At the present, PDT efficacy is limited by factors such as the photochemical property of photosensitizer, delivery of photosensitizer to the target, and the penetration depth of light used to activate the photosensitizer8. The combinations of PDT with other therapeutic modalities have become an attractive approach in cancer therapy9,10. Multifunctional nanomaterials with novel and intrinsic physical properties have emerged as promising candidates for cancer diagnosis and therapy11,12,13,14,15. In recent years, a series of nanoplatform-based photosensitizer have been developed with promising features such as targeting delivery, controlled release, and deep tissue penetration16,17,18,19. To the other end, it has been known that, when some light-absorbing molecules are brought close to certain metal nanoparticles, the plasmon-molecular resonance coupling between the metal nanoparticle and the small molecules would lead to strong light absorption by the hybrid nanostructures, which has been exploited as a new direction in the development of photonic devices and optically responsive or active nanomaterials20,21,22. Metal-molecule hybrid nanostructures have also been proposed theoretically to enhance photochemical production in the photosynthetic systems23. Still, to our best knowledge, few studies focus on the exploitation of these properties for photodynamic therapy against cancers24,25,26.

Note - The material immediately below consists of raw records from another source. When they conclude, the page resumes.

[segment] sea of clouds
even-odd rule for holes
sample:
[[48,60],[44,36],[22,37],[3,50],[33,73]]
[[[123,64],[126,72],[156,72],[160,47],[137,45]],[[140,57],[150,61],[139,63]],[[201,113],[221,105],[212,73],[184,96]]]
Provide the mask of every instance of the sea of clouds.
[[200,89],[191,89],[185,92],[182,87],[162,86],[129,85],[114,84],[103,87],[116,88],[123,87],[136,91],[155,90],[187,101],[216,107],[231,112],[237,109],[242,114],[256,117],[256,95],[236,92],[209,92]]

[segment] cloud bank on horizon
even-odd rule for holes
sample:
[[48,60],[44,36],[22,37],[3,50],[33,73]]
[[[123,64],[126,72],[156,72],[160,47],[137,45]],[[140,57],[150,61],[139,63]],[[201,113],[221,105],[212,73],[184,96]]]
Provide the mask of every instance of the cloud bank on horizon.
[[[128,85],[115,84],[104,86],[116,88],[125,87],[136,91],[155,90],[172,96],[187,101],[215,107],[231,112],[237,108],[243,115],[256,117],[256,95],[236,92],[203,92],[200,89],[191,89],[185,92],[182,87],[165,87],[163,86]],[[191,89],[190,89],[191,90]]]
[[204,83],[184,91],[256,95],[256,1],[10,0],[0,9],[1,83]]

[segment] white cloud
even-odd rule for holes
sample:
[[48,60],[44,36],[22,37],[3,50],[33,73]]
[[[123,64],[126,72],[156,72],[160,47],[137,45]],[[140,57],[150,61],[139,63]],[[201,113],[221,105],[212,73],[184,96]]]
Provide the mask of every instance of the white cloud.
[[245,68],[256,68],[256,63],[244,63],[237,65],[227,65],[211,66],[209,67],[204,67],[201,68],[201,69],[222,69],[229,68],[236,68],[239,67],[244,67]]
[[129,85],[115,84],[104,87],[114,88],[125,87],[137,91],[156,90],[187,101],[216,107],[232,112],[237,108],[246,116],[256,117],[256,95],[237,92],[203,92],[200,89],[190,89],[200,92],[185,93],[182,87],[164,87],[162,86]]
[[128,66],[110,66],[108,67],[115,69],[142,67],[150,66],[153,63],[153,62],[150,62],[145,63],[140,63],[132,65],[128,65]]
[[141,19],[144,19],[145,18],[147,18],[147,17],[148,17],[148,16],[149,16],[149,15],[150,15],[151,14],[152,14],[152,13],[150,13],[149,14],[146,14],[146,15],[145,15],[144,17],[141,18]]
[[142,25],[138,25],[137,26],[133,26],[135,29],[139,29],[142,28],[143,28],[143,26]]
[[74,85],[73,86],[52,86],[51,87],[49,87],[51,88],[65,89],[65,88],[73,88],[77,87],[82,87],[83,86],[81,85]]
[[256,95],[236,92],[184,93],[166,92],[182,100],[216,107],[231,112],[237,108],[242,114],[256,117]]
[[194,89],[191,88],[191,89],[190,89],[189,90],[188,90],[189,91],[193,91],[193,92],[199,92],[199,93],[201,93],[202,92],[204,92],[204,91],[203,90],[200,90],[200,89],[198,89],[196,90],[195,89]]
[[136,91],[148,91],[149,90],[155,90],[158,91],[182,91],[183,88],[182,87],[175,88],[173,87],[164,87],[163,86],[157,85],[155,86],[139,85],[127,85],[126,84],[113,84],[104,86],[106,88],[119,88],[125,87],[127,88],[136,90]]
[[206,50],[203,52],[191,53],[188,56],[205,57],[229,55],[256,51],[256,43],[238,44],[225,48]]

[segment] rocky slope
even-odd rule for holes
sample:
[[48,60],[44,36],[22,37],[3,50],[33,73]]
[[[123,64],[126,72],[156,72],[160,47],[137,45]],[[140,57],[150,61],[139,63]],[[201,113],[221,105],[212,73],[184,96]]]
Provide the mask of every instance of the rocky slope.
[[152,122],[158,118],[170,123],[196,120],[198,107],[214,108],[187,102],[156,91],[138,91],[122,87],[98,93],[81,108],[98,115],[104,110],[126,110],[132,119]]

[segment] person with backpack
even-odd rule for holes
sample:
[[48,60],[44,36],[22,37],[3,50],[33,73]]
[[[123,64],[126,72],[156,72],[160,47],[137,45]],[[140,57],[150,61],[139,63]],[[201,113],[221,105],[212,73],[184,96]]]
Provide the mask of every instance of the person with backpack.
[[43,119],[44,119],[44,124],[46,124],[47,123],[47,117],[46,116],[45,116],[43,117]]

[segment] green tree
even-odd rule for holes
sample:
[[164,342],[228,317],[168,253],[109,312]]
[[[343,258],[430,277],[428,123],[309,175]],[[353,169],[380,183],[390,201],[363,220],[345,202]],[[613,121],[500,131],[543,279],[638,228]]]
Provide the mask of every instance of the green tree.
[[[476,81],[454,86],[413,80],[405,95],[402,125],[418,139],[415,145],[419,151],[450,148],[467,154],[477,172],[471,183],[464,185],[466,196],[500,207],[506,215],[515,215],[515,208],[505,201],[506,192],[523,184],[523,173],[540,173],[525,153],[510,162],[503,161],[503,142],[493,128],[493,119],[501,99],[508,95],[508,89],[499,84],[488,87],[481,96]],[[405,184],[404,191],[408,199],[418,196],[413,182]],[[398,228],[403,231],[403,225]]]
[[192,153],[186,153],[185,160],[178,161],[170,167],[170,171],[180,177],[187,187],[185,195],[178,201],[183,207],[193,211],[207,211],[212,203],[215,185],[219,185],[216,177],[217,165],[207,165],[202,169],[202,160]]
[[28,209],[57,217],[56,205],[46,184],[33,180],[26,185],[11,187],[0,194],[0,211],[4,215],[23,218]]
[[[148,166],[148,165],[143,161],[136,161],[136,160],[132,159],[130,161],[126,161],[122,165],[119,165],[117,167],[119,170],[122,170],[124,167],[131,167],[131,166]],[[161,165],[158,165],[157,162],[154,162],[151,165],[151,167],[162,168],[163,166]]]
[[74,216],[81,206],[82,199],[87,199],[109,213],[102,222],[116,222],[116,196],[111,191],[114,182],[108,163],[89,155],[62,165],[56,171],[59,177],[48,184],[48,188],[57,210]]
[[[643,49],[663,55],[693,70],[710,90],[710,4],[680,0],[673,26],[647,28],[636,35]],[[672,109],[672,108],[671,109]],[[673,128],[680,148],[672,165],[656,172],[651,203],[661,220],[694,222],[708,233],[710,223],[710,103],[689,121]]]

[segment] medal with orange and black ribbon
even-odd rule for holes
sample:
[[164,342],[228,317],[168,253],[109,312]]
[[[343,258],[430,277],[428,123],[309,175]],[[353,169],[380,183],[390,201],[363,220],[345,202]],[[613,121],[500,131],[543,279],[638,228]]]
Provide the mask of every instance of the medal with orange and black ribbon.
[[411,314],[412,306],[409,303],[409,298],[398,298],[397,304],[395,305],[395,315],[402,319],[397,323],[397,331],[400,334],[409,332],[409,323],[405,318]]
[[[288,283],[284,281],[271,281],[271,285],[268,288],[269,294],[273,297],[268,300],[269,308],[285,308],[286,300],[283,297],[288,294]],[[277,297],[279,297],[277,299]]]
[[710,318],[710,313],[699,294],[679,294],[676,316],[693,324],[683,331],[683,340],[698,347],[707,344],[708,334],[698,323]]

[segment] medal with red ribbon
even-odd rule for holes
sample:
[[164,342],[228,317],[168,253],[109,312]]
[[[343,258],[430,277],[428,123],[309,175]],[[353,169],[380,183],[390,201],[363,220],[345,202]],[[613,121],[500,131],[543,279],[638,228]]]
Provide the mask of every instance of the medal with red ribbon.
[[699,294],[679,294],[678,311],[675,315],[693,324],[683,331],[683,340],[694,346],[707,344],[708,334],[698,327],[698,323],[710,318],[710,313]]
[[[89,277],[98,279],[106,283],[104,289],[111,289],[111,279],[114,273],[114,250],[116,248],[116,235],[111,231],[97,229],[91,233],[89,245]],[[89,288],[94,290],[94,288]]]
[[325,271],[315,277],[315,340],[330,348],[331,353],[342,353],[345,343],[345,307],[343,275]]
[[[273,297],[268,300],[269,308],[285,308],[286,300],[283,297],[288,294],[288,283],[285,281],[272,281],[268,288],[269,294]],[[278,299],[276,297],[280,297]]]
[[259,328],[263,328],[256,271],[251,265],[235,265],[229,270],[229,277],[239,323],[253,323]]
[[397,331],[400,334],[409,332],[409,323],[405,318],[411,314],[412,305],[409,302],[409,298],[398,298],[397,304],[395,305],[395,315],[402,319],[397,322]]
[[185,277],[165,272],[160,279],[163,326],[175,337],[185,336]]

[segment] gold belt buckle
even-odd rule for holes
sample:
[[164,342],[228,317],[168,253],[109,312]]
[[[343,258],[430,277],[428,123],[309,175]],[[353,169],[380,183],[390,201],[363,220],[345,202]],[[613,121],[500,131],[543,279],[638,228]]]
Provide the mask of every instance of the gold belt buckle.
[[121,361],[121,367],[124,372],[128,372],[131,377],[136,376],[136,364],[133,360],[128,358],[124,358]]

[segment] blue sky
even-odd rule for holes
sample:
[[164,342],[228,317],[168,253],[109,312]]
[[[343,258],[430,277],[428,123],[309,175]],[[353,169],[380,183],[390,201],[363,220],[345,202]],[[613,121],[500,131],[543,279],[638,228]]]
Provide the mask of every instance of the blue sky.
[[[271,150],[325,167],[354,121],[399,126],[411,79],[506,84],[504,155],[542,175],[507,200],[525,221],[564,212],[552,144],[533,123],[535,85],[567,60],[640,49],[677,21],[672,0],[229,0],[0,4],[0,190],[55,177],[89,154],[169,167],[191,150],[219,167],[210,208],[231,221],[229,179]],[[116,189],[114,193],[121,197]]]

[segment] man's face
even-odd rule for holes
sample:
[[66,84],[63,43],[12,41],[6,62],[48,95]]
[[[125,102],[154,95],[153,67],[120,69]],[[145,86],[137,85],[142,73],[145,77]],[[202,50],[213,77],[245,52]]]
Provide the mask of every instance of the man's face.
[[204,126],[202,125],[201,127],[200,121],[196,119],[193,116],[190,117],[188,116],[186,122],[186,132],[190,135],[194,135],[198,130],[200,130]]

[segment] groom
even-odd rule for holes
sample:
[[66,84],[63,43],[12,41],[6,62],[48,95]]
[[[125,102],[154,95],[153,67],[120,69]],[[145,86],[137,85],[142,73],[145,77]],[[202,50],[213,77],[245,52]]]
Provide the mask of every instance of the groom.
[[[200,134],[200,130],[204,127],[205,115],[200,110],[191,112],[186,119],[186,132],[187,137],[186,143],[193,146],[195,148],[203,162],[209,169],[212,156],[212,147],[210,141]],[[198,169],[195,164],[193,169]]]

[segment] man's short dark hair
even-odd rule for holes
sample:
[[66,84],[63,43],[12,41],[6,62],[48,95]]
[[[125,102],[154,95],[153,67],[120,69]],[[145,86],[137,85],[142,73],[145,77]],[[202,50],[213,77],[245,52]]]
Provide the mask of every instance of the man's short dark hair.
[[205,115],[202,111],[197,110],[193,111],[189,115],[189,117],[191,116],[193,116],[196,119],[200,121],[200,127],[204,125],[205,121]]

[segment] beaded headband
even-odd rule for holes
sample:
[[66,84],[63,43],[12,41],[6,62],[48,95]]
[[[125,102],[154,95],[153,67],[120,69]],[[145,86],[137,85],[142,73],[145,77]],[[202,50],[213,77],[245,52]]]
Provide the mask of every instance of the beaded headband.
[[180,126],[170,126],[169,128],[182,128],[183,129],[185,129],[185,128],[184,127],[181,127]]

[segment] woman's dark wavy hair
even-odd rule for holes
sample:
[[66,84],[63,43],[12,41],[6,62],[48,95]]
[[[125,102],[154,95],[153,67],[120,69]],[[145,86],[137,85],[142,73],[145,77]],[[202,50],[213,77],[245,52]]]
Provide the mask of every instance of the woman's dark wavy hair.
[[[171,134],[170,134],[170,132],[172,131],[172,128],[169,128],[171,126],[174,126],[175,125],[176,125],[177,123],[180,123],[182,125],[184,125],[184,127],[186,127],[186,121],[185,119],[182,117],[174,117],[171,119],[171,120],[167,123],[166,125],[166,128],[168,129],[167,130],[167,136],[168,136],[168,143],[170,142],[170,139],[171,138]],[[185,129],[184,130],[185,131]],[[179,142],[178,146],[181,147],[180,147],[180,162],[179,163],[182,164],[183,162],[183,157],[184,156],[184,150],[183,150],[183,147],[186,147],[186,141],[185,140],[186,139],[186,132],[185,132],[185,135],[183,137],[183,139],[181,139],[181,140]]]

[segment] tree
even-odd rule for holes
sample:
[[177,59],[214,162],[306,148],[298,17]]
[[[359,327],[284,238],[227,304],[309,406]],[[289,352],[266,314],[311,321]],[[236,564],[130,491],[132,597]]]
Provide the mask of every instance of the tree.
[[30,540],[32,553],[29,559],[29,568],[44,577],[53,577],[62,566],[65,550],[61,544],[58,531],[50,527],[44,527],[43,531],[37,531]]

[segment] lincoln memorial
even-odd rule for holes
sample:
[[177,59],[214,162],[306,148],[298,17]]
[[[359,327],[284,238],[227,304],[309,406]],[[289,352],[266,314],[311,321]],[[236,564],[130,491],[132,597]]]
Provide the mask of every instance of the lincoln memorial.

Here we report a type of hybrid photosensitizers consisting of plasmonic silver nanoparticles coated with mesoporous silica (mSiO2), and photosensitizing molecules, using hematoporphyrin IX (HPIX) as a model, where strong resonance coupling between the two leads to exceptionally high singlet oxygen production under broad spectral excitations. At the dosage level where these hybrid photosensitizers display little cytotoxicity without light illumination, they can effectively inhibit Hela cells under both visible and red/near-infrared illuminations. Several factors affecting the inhibition efficiency of cancer cells have been considered and investigated for potential cancer treatment applications.

Results and Discussion

Synthesis and characterizations of Ag@mSiO2@HPIX hybrids

The synthesis of Ag@mSiO2@HPIX hybrids is similar to our previous reports24,25. The mesoporous silica surrounding the silver nanoparticles can host a variety of photosensitizers, including those not soluble in aqueous media. A typical transmission electron microscopy (TEM) image of Ag@mSiO2 nanoparticles (Figure S1) shows that they are fairly monodispersed with a diameter of 55 ± 5 nm (n = 60). The thickness of the mesoporous SiO2 shell is ~16 nm and the diameter of silver nanoparticles core is ~25 nm. The loading efficiency of HPIX in the hybrids was determined experimentally as shown in Figure S2, and calculated to be ~1.15 μmol of HPIX per 100 mg of Ag@mSiO2.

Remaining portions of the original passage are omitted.